Latrobe emigrated from England to the United States in 1796, fleeing both the loss of his wife and a pile of debt. By 1798 he was building the First Bank of Pennsylvania (since demolished), which established his credentials as both a designer and engineer. By 1803, when Thomas Jefferson engaged him to continue work on the Capitol -- mired in political, economic and structural difficulties -- he was undoubtedly the country's premier architect.
But not an easy man to work with. Latrobe brought a level of detail and originality to his contributions, including his famous "corncob" capitals, a quintessentially American adaptation of the ornamental top of a column. These little references to a staple of American economic life still delight visitors today, as a bit of unlikely whimsy in an institution not known for grace or levity. But they are much more than that, signal proof that Latrobe was willing to impose American ideas on an almost sacrosanct aesthetic tradition.
Costs spiraled, journalists carped, politicians grumbled and pragmatism won out. Latrobe was forced off the project in 1817, leaving the historians interviewed in this film to wonder what Washington might have looked like if it had found better accommodation with its first architectural visionary.
It might, perhaps, have been filled with buildings like Latrobe's masterpiece, the cathedral he began building in 1806 for Catholic Bishop John Carroll in Baltimore. After renovations finished in 2006, the Baltimore Basilica is the best pilgrimage site for anyone who wants to understand Latrobe's vision. Forgoing any reference to Gothic vaults or the dark and often bloody emotionalism of Catholic aesthetics, Latrobe built a monument to the Enlightenment, posing as a cathedral. It is a radiant building, as bright as a New England meeting house on a sunny summer day, devoid of Baroque encrustation, and remarkable for its size and its grand rhythm of space. It is a building happy enough to make one forget about God.
Even this bright spot in Latrobe's career wasn't without controversy and conflict. The general pattern of brilliant starts and muddled endings continued for Latrobe, chasing him around the new nation, with stops in Pittsburgh and finally New Orleans, where he set to work on a public waterworks.

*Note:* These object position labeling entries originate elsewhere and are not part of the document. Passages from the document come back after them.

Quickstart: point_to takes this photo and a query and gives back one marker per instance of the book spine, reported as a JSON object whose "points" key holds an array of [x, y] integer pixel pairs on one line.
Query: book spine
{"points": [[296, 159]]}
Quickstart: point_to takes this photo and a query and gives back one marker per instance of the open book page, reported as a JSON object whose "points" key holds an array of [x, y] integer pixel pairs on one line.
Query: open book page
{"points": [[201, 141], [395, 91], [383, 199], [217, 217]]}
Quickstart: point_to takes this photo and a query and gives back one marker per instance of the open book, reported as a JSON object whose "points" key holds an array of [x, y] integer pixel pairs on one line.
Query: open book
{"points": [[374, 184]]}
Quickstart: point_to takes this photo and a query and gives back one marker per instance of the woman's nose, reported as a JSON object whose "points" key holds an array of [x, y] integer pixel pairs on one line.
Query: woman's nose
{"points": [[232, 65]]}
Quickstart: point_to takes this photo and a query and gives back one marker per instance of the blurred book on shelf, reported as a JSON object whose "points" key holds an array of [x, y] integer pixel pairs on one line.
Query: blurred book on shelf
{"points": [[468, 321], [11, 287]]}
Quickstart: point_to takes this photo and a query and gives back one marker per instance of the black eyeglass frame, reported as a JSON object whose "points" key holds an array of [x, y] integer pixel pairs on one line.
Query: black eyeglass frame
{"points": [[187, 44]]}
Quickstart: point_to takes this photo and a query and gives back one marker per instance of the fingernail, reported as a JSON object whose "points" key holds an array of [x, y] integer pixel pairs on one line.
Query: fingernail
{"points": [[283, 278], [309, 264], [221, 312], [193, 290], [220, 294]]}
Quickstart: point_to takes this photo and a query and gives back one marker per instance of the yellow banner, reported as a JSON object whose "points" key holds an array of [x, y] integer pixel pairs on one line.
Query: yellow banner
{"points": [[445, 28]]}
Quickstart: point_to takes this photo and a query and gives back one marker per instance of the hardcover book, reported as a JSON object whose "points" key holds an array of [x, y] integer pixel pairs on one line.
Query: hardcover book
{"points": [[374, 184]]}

Yellow fever struck, Latrobe was not immune, and when he died in 1820, at the age of 56, he was so poor his corpse was deposited in an unmarked grave.
After touring Goldberger and the cameras through Decatur House, a Latrobe work that has been both altered and restored since his death, scholar Sarah Luria says, "It is a story that gets repeated again and again." By which she means that the political, economic and cultural forces that ground down Latrobe afflicted many victims before and since. But this fast-paced and genial hour-long film can't afford to linger here even if this is where we desperately want to dig into the mystery of Latrobe.
Why is it that a man of such talent, such force of will, such imagination, failed in a land supposedly open to innovation, supposedly ambitious to set an ideal for posterity and build lasting structures of governance?
In 1806, Latrobe described the population of the muddy and notional city of Washington: "Distress and want of employment has made many of them sots," he wrote. "Most of them hate, calumniate, or envy each other, for they are all fighting for the scanty means of support which the city affords."
Failure isn't always a matter of deficient talent. This bitter observation by America's first serious architect suggests that he may have had a fatal abundance of vision, including a debilitating discernment into the real psychology and mores of his time. One wonders if Latrobe's downfall wasn't somehow related to his basic normality: that he wasn't a monomaniac visionary, but an ordinary man who suffered extraordinarily, and was unable to turn a blind eye to the slights and humiliations and compromises that dogged him throughout his career.
America's First Architect
(one hour) premieres Monday at 10 p.m. on WETA.